Снова и снова я возвращался на его собрания. Я ел за его столом и слушал его лекции, однако уверен, что не получал от него ничего ценного». — Тут рассказчик перестал говорить, и дрожь пробежала по его телу.
«А потом?» — спросил я.
«Потом, вскоре после этого, мастер умер. И я подумал: “Он стал для меня недосягаем”». После этих слов мой знакомый опять замолчал, и я был вынужден напомнить ему о своем присутствии.
«Брат, расскажи мне, — попросил я, — чем это все закончилось?»
«На следующий день после смерти мастера, — продолжил он, — когда я сидел погруженный в созерцание, он появился передо мной как в видении. Его рука была протянута ко мне, но я не мог до нее дотронуться. Он нахмурился, и я почувствовал одновременно страх и любовь. Затем он обратился ко мне.
“Мой дорогой друг, — сказал он, — твоим богом были деньги, не сам Бог. Алчность породила сомнение, и я не мог учить тебя, пока в тебе были эти качества — алчность и сомнение”.

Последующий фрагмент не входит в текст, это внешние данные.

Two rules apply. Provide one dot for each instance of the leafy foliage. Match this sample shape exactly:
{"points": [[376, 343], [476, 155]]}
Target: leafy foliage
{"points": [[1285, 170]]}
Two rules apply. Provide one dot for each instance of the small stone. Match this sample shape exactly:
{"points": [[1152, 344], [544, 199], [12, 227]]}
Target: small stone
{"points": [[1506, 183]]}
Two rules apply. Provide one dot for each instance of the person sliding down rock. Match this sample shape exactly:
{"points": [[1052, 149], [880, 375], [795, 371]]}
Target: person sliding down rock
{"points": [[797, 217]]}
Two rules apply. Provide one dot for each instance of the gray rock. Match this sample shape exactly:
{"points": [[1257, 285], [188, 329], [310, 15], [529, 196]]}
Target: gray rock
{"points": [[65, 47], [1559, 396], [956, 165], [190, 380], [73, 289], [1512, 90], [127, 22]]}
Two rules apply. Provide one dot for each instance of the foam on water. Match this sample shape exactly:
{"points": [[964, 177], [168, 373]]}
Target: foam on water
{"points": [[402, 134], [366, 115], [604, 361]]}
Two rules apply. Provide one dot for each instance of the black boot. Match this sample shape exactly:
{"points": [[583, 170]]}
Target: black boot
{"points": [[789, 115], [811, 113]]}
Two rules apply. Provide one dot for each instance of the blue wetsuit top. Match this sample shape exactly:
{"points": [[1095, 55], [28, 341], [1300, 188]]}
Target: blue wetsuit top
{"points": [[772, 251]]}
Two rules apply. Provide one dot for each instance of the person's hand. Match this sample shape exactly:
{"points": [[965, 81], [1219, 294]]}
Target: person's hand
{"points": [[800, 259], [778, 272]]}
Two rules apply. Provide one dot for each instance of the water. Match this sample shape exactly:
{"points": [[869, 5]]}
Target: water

“Но вы сыграли на моем сомнении и увеличили его”, — воскликнул я.
“Я предъявил твоему вниманию качества, лишающие тебя способности. Я не усилил их, а лишь заставил явиться тебе. Это дало тебе шанс, осуждая меня, оценить и себя. — Тут учитель замолчал, после чего показал мне, что все время читал мои мысли. — Ты думал, что моя репутация всецело находится в твоих руках. Но почему ты торжествовал, обладая тем, чем обладает и любой другой? Разве ты не знаешь, что всякий невежда может совершенно безопасно для себя поносить любого суфия и ему поверит каждый испуганный, подозрительный и алчный человек. Разве ты не знаешь, что собака видит врага в каждой тени, и даже в тени своего хозяина, приносящего ей еду?”
Я упал на колени и умолял его помочь мне.
“Ты сам себе не помогаешь и тем не менее просишь о помощи!, — сказал он. — Я смогу вернуться только тогда, когда у меня опять появится возможность помочь тебе”».
Со слезами на глазах мой друг, странствующий дервиш, вскочил со своего стула, и я бросился за ним, но он тут же растворился в пятничной вечерней толпе.
Это было тридцать лет тому назад, и с тех пор я его не встречал. Однако сегодня я получил весточку от него. Вот она: «Сначала я был невежествен, затем я выучил урок умом и чувствами и думал, что это был духовный урок. А теперь, наконец, я понял. Духовность — это понимание, а не воображение. Хвала Господу Всех Миров».